Greg Buchholz wrote:
The algorithm isn't correct (it counts spaces instead of words), but anyone have advice for improving its performance?
You probably want some strictness annotations in there. . . When I tried the same thing, I came up with something like:
import Char;
cclass c | isSpace c = (c == '\n', False) | otherwise = (False , True)
data Cdata = Cdata !Bool !Int !Int !Int deriving Show
combine (Cdata last l w c) (nl, iw) = Cdata iw l' w' (c + 1) where l' = if nl then l + 1 else l w' = if not last && iw then w + 1 else w
wc = foldl combine (Cdata False 0 0 0) . map cclass
main = getContents >>= putStrLn . show . wc
It seems to work in constant stack space, and gives the same answers (albeit not very beautifully) as my GNU copy of "wc".

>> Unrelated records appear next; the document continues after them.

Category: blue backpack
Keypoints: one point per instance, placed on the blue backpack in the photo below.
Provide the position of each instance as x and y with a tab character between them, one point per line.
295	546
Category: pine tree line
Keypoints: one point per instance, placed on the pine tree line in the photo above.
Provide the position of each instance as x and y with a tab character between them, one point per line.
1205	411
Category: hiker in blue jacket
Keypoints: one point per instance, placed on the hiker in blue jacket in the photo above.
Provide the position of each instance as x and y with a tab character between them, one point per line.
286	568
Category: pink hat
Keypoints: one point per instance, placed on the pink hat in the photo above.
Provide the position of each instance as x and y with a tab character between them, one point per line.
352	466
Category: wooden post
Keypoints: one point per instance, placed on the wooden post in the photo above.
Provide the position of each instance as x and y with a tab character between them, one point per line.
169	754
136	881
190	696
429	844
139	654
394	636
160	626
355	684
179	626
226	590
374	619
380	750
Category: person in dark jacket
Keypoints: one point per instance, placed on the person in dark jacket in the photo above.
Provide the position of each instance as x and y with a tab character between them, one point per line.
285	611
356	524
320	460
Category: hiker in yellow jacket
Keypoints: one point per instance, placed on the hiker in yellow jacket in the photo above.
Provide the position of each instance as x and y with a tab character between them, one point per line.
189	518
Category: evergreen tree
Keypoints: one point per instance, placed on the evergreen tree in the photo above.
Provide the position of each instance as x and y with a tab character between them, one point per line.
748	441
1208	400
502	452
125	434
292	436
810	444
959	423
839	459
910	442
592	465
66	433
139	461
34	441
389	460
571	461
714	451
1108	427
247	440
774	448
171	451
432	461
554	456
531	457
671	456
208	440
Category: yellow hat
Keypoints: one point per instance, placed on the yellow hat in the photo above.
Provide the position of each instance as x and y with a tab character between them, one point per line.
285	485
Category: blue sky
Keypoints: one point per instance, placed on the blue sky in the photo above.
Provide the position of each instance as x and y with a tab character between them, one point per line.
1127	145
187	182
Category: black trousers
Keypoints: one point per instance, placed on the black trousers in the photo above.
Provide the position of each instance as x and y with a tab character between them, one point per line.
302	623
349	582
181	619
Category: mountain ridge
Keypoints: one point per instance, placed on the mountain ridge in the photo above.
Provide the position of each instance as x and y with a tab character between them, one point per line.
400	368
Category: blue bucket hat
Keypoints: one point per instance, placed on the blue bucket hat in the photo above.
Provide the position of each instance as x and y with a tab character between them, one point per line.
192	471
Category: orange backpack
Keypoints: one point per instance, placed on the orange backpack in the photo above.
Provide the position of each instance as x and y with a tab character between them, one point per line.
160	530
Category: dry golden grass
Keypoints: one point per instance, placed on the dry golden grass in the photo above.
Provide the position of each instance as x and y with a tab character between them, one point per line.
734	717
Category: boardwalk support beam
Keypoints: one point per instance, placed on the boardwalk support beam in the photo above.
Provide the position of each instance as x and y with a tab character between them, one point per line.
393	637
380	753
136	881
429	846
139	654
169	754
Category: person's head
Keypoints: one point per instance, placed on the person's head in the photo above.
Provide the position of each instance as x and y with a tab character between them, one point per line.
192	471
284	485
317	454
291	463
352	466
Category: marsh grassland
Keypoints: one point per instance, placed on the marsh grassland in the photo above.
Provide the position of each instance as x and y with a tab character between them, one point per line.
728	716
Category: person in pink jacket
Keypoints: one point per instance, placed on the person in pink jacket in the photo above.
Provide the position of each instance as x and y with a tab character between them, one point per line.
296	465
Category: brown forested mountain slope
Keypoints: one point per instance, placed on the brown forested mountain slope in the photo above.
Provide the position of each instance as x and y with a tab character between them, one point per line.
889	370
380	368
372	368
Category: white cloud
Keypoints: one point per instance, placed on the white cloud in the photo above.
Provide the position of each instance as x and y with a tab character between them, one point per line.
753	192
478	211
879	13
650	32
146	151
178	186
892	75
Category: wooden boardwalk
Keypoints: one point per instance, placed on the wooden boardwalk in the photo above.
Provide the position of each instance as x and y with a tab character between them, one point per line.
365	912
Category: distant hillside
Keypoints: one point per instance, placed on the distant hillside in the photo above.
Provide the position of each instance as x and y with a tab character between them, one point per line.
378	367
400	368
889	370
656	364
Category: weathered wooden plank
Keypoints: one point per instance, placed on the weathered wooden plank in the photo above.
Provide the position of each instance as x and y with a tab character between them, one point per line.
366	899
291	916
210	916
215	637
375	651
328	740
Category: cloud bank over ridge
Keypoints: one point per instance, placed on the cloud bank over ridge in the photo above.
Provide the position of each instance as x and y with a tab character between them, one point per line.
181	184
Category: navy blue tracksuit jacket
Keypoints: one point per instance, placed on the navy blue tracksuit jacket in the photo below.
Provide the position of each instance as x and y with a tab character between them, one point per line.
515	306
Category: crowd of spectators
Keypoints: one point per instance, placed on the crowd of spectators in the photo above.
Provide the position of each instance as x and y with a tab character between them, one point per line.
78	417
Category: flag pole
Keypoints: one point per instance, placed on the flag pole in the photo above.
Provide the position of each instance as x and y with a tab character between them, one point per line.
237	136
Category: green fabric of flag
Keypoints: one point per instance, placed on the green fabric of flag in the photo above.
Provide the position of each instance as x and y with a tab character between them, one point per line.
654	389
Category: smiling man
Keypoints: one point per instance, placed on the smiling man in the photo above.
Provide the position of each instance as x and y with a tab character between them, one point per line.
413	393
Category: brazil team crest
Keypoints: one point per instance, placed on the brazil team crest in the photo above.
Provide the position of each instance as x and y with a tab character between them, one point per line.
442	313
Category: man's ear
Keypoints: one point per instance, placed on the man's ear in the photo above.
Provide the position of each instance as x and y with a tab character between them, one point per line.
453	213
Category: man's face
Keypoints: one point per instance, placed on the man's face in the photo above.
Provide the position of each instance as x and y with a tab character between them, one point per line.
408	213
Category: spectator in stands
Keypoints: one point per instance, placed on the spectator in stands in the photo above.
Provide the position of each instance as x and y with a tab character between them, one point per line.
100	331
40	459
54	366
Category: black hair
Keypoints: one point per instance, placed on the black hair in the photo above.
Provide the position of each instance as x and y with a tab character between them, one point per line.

Is the problem caused by the laziness of the Int's inside the tuple?
I'm pretty sure that's what's causing it. I had quite a search around when my version was running out of memory and everything seemed to suggest that, basically, the algorithm is building a massive list of "+1"s that only actually get executed when the you try and print the totals at the end. Any comments from more authoritative sources?
Here is the report from ghc with the '-ddump-simpl' option.
If anyone has any hints about how to read this output, I'd be grateful. It makes a bit of sense, but I don't really know what it "means". I.e. it's obviously the simplified parse tree and I can see how it relates back to the source (loosely), but attempting to figure out if something's going to be as leaky as a sieve or not is beyond me.